I can see how growing up in South Florida affects my work. I grew up fishing and snorkeling and generally being outside or by the water. My grandfather would show me how to draw various animals native to South Florida, specifically fish and birds. There’s a lot of pattern and texture in my work that resembles the skin of a fish or some other aquatic life which is unintentional but has been brought to my attention by numerous people. Sometimes the way figures dissolve in the paintings resembles the way light travels through algae or seaweed. The natural world of South Florida is pretty unique, it’s very prehistoric looking and some of the animals themselves are pretty alien.
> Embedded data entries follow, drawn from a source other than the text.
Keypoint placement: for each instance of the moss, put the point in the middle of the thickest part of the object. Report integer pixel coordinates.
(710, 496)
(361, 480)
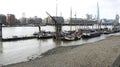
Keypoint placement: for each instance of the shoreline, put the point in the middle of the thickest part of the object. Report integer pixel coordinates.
(101, 53)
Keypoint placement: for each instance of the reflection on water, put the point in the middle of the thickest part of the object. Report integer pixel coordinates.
(18, 51)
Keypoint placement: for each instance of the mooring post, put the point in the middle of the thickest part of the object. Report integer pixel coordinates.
(0, 36)
(0, 31)
(58, 31)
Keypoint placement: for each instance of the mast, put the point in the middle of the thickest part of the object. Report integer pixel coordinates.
(56, 7)
(71, 18)
(98, 16)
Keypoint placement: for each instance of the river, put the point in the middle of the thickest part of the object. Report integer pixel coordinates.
(19, 51)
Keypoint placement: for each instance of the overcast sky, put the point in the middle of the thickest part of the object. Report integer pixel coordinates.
(31, 8)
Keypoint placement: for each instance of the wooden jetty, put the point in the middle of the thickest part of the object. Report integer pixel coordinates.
(14, 38)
I love the way it looks there but couldn’t ever live there again. Moving from Miami to Boston was a pretty big culture shock, I hadn’t spent any time outside of Florida before moving and had also never experienced any change of seasons. I enjoyed old gothic New England architecture but otherwise, not as exciting as the tropical landscape of Miami. Providence is a haunted city. There’s just a general spookiness to the place that I enjoy. It’s the hometown of H.P. Lovecraft that says it all for me. Even though I had spent no time in Rhode Island before moving, I felt comfortable in that atmosphere and that old haunted feeling is something I’ve always been drawn to. As for New York, I’ve been visiting for years before moving, it’s mainly just where a lot of my close friends ended up and there’s an endless amount of art to be seen. It’s always changing and growing. I find that the most inspiring thing about it. It’s very much alive and moving at all times.
What is the greatest lesson you have learned from your career as an artist? What do you want people to take away from your art after they experience It? Is this something that you keep in mind when you are creating new works?
I guess in terms of what I’ve learned I’d say it comes more from making the work and talking about it with other artists. When you spend most of your free time in your life making something you learn a lot about yourself, what your intentions and desires are, also what you think you want isn’t exactly what you want or need. A lot of the best things I’ve made just kind of appeared on their own separate but related to my initial intention, I like that feeling of working passionately on something that can over time show you something you didn’t know you knew. I think that’s what I want people to get from the works. I try to think as little as possible and just go for it while painting.
You are a young artist. What are your goals for your career ahead of you?
To keep experimenting and finding new ways of making an image.
What is your favorite piece that you have on display at Shin Haus and why?
I think the painting titled “Hatchling” is one of my favorites. It started as a very defined image of several figures then it fell apart in the process and ended up somewhere totally unexpected and almost impossible for me to recreate again. That was exciting. That’s what I’m always after.
What has been your proudest moment as an artist so far and why?
Shortly after finishing grad school, I had a solo show at a gallery in Paris called Ciaccia Levi and was generously flown out and put up for several nights. I had never left the country before so being able to do so based on the work I make, was a great feeling. It’s rewarding knowing people are interested or moved by your work and that it has the potential to bring you somewhere new.
Do you have any new or upcoming projects that you are working on?
Just to keep painting.
“Nest Unfolding in Light” is on view at Shin Gallery through February 5, 2022.